# Multi-node Power/Performance Modeling for HPC System

Sangwoo Han, Tae Yang Jeong, Eui-Young Chung Dept. of Electrical and Electronic Engineering Yonsei University Seoul, Korea Swhan0330@yonsei.ac.kr, drthvbfg@yonsei.ac.kr, eychung@yonsei.ac.kr

# Abstract

High Performance Computing (HPC) System refers to using a cluster of hundreds or more processing nodes for application which requires a lot of computation. The need for HPC systems has increased in recent years as more applications require a lot of computations such as Deep learning and AI. Various tools and techniques are being developed and researched to efficiently operate HPC systems in line with this need. In this paper, we develop multi-node power/performance modeling. This will help HPC system users to predict power and performance before they configure the system so that they can implement the optimal HPC system for programmers. Power and performance prediction modeling achieves 90% accuracy and takes less than an hour to predict.

# Keywords: Multi-node, Power/Performance Simulation model

## **1. Introduction**

HPC systems are widely used in various areas that require a lot of computations, such as molecular mechanics simulation, weather forecasting, and artificial neuron simulation. Not only hardware for HPC, but also the market for software to optimize HPC system is increasing. As the need for HPC systems grows, profiling and optimization tools, and performance modelling to help HPC programmers are consistently studied and developed.

In this paper, we develop multi-node power and performance modeling to support the HPC system. The *prediction modeling achieves 90% accuracy and takes less than an hour to predict.* 

### 2. Background & Motivation

As mentioned earlier, as the need for HPC systems increases, profiling and optimizing tools [1][2] and performance simulation modelling [3] are

consistently being studied and developed to support HPC programmers.

However, most performance modeling is too slow to predict performance for high-volume applications which used in HPC system. Also, studies for power prediction models which consider HPC multi-node systems, are insufficient. HPC systems are difficult to configure diverse systems in terms of price and performance realistically. The performance of the application varies depending on the configuration of the system. So it is important to configure a multinode system optimized for the application. By using the multi-node power and performance modeling developed in this paper, it will make it easier and simpler to configure multi-node system.
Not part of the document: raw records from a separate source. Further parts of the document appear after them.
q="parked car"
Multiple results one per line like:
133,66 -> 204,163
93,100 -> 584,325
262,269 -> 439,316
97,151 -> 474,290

Message Passing Interface (MPI) is library which is standard for the exchange of information for parallel processing on multiple nodes. When an application containing MPI is run, the number of process you set up is created and runs in parallel. Each process executes an application, exchanging data and information with different processes. The advantage of this method is that processors can send and receive data between multiple hardwareseparated nodes. Most of the multi-node system uses MPIs to run applications.

# 3. Implement

Figure 1 illustrates the overall methodology of our multi-node power and performance modeling.
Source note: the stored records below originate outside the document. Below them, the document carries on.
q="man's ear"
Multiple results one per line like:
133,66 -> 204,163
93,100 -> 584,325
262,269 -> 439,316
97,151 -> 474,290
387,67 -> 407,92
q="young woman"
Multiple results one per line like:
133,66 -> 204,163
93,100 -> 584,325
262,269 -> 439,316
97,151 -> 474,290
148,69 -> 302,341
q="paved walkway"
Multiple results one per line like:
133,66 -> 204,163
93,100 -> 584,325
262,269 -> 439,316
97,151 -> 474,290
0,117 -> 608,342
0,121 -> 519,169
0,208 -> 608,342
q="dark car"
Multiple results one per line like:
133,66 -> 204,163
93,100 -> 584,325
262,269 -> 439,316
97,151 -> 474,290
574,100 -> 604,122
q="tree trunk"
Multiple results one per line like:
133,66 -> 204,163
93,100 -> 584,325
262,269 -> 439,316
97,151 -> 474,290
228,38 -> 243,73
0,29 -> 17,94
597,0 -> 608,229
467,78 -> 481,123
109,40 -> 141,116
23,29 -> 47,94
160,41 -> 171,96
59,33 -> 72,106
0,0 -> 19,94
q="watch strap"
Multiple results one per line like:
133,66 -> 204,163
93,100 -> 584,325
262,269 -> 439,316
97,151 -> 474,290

Figure 1. Power/performance estimation flow

#### **Table 1: Recommended margins**

| Application | Mem access instruction | Data Movement | DRAM   | Sever          | Multi-node     |
|-------------|------------------------|---------------|--------|----------------|----------------|
|             | / Total instruction    | Between Node  | Usage  | execution time | execution time |
| CoMD        | 0.41                   | 1,800,770 K   | 249.31 | 40.934         | 43.072         |
| AMG         | 0.43                   | 419,435 K     | 3487   | 39.203         | 33.858         |
| MiniFE      | 0.36                   | 427,547 K     | 1428   | 25.864         | 21.022         |
| SW4lite     | 0.56                   | 190,109 K     | 777    | 20.945         | 21.518         |

Power and performance prediction of multiple nodes proceeds on server A. First, we analyze the application characteristics by using TAU [2] and PIN [4] tools for the binary file containing the MPI code, and to predict power and performance, we calculate with information about the multi-node system (node 0 to node n) users want to predict.

TAU is a profiling and optimization tool Oregon University developed by to help programmers. TAU is the tool which can analyze how applications behave on multiple nodes through compiler-level analysis of source code. Using this tool, we analyze the amount of data movement between multi nodes. PIN developed by intel is a framework which can create dynamic program analysis tools. Using this framework, we can make tool which can extract trace or analyze various data dynamically during program execution. With PIN, we develop a tool that can analyze the amount of memory access, the number of instructions during execution, and the percentage of memory access instructions relative to all instructions.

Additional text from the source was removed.